Na fragmentação do Império depois da morte de Alexandre (323 AC) apareceu um enorme estado contra-natura (juntando as actuais Síria, Líbano, Israel, Iraque, Irão, Afeganistão) designado por Reino Selêucida. Se o helenismo permanece um factor relevante para as sociedades de todo o arco oriental do Mediterrâneo até à conquista romana no século I AC (os chamados reinos helenísticos), essa mesma influência estava já muito diluída quando atingiu os planaltos iranianos, a ponto de os Partos (oriundos do actual Turquemenistão) terem alcançado a supremacia na maior parte do Reino e acabado por confinar os descendentes dos gregos à Síria.
Com um estado com uma matriz distintamente helenística, apesar de tudo, são esses mesmos Partos que detêm a expansão romana no Eufrates por quase 300 anos.

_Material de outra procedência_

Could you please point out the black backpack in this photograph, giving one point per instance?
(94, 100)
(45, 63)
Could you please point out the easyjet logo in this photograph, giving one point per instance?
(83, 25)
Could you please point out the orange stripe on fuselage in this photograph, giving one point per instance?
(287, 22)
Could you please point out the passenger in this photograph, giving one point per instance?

No entanto, um movimento de cariz (etnicamente) persa destrói o poder parto (224 AD) e estabelece uma espécie de restauração inspirada nos aqueménidas. Esta nova Pérsia (sassânida), vai perdurar por 400 anos, será uma grande rival do Império Romano de Justiniano e chegará a atingir os Mares Vermelho (Iémen) e Mediterrâneo (Palestina e Egipto) nos séculos VI e VII. Mas a rapidez da conquista árabe (637-642) veio demonstrar, à posteriori, que o estado persa não tinha a robustez do seu vizinho e rival cristão ortodoxo.
Ao contrário das três grandes regiões adjacentes à Arábia (Egipto, Síria e Mesopotâmia) foi na Pérsia que se registou, a princípio, uma maior adesão popular à religião islâmica[2]. Em contrapartida, o idioma árabe que, por via erudita e popular, estava em franca expansão nas três regiões mencionadas não conseguiu desalojar o persa, mau grado a adopção por parte deste último do alfabeto árabe para a escrita.
Durante a dinastia Omíada (661-749), com a capital em Damasco, o actual Irão foi administrado como uma dependência da Mesopotâmia, numa inversão irónica da sua importância relativa no passado recente.
(continua)
[1] Defende-se que vieram da Ásia Central os primeiros cavalos, apurados por selecção, capazes de suportar por períodos extensos o peso de um homem, dando verdadeiramente origem à cavalaria moderna.

[2] Possivelmente porque a religião oficial do estado persa (zoroastrismo) tinha sido anteriormente protegida (por razões políticas) da concorrência do cristianismo e porque aquela não era uma das religiões protegidas pelo Islão.